What Should You Do with Your Incidents?
After successfully deploying an Intrusion Detection System as part of your overall security architecture, there will come a time when you actually get alerted to intrusion attempts. Or even worse, successful intrusions. Remember that an IDS will not prevent intrusion attempts or a successful intrusion, but, properly configured and maintained, it may give you notice of how and when.
It is natural to be angry about being called in the middle of the night and having to leave your comfy bed to attend your corporate Web server that was just cracked by a script-kidiot on the other side of the world. Rather than fly 9,000 miles to throttle someone in-person, you should take the time to develop an internal policy on how to react to alerts, intrusion attempts, and actual intrusions.
There are several ways to react to attacks and intrusion attempts. They may range from reactive, such as adding a new firewall rule to filter the attack source, to more proactive, such as alerting the ISP responsible for the source of attack.
When alerting the ISP, try not to come across as hostile. It is quite likely that the machine originating the attack itself has been compromised, and the owners may not even be aware that they have been victimized.
There are Web sites, such as http://www.incidents.org/ and http://www.securityfocus.com/, which are dedicated to or have extensive sections on how to handle an intrusion attempt. SecurityFocus.com also hosts several mailing lists dedicated to incident handling.
Another option is to participate in the free Attack Registry & Intelligence Service (ARIS) from SecurityFocus.com.
What is ARIS?
According to its Web site, "ARIS analyzer is a service designed, administered and maintained by SecurityFocus.com to allow participating network administrators to submit suspicious network traffic and intrusion attempts anonymously, for detailed analysis and tracking. Our aim is to help our participants track incidents and find patterns in attacks that will serve as a threat gauging system for the Internet community."

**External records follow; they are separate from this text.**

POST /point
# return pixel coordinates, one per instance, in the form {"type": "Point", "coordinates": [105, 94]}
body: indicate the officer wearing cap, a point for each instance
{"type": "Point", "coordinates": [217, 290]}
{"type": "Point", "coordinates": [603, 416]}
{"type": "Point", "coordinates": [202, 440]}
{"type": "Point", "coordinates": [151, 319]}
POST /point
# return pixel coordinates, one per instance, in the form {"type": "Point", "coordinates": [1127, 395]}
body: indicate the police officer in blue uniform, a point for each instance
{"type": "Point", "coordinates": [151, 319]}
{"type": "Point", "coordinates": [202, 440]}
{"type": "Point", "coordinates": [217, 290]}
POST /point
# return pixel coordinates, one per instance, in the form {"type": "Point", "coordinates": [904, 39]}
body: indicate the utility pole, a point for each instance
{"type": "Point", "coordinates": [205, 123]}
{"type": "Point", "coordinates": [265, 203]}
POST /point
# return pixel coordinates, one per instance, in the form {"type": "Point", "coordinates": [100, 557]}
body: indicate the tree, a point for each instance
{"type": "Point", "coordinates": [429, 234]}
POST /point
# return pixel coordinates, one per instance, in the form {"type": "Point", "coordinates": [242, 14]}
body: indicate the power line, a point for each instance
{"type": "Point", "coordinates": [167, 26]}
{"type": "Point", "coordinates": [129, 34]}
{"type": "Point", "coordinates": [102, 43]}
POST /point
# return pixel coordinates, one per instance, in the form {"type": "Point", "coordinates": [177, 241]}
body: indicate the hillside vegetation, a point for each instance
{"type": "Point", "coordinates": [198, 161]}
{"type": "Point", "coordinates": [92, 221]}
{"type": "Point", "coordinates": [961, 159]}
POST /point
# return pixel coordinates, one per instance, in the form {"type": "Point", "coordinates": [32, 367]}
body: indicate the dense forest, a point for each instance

ARIS Analyzer is actually two separate tool sets. The first tool, ARIS extractor, is an IDS logfile-parsing utility that scans your logfiles for suspicious events, and uploads them to your account at the ARIS homepage (http://aris.securityfocus.com/). The second set of tools is accessed through a secure connection to the ARIS homepage, known as the ARIS Incident Console. The ARIS Incident Console enables you to "track your incidents, create personal incident reports, and generate attacker notification messages."